Keith Windschuttle once again takes down Robert Manne, professor of politics at La Trobe University, and his twisting of the facts to prove the existence of a "stolen generation" of Aborigines and the Australian government's supposed policy of "breeding out the colour" of said abos.

For a professor of politics at an Australian university to write about a policy of the Commonwealth Government and to omit its most telling decisions is a serious dereliction of his public duty. At the very least, and despite whatever interpretation he wanted to place on these events, Manne should have reported the decision of the Cabinet [to not adopt a policy of breeding out the color], the advice from the Department’s Secretary that Cabinet requested, and the statement the Minister made to the House.

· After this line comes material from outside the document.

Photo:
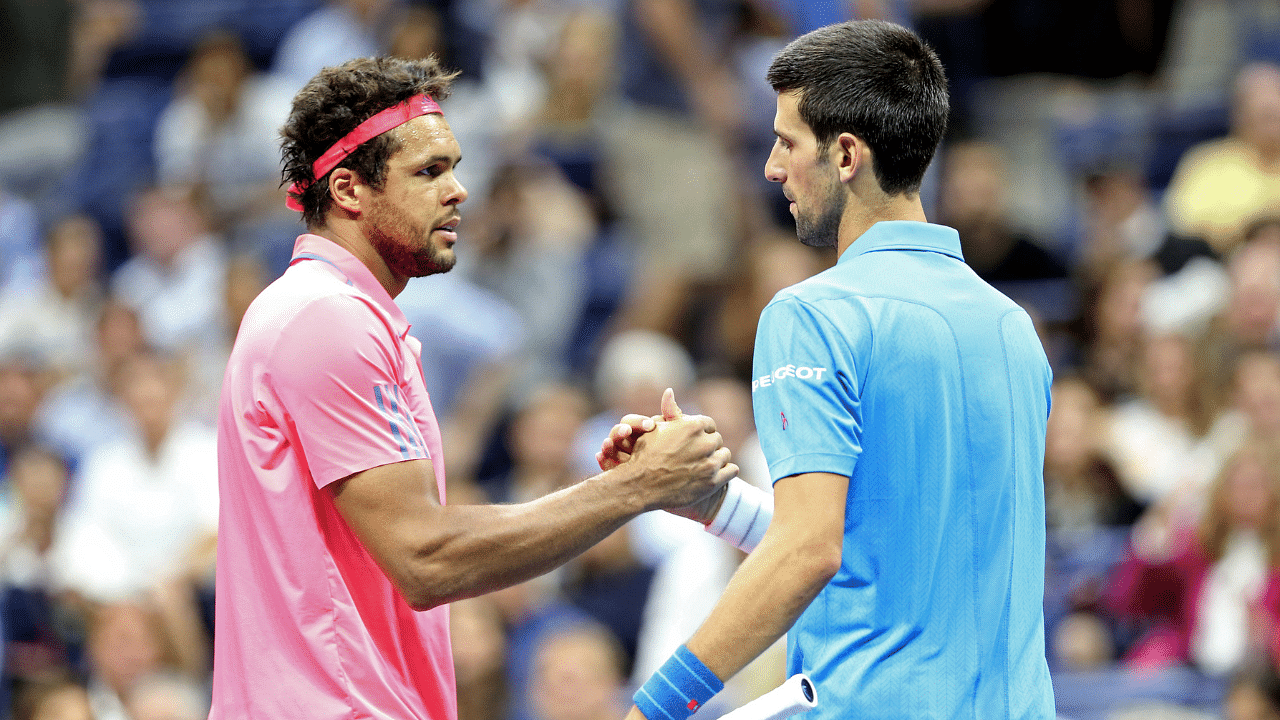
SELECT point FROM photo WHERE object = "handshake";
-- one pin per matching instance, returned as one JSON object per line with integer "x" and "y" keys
{"x": 673, "y": 461}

In failing to mention these three critical responses, while pretending the government gave “full endorsement” to the very opposite approach, Manne falsified Australian political history on an issue that he, more than almost any other academic commentator in the country, had the opportunity, the interest and the ability to investigate thoroughly and report honestly. If Manne can get away with behaviour of this kind, it would mean Australian universities no longer demand any standard of truthfulness from their academic staff.

In recent years, universities in other countries have not tolerated such breaches of their expectations of proper academic conduct. When credible public accusations have been made, they have appointed independent investigations into the charges. At the University of East Anglia, the head of the Climate Research Unit, Professor Phil Jones, has recently stood down from his post while a review is conducted into allegations that his unit’s climate scientists have engaged in misconduct.

In 2005, the president of the University of Colorado stood down Ward Churchill, a Professor of American Indian Studies, and appointed a panel of academics from both within and outside his own institution to investigate public charges of academic misconduct against him. In May 2006, the committee found Churchill guilty of falsification and fabrication of history and of plagiarism. The president then dismissed him.

Not bad, roping Chutch, the CRU, and Manne together. Windschuttle, incidentally, calls for Manne to step down from his position.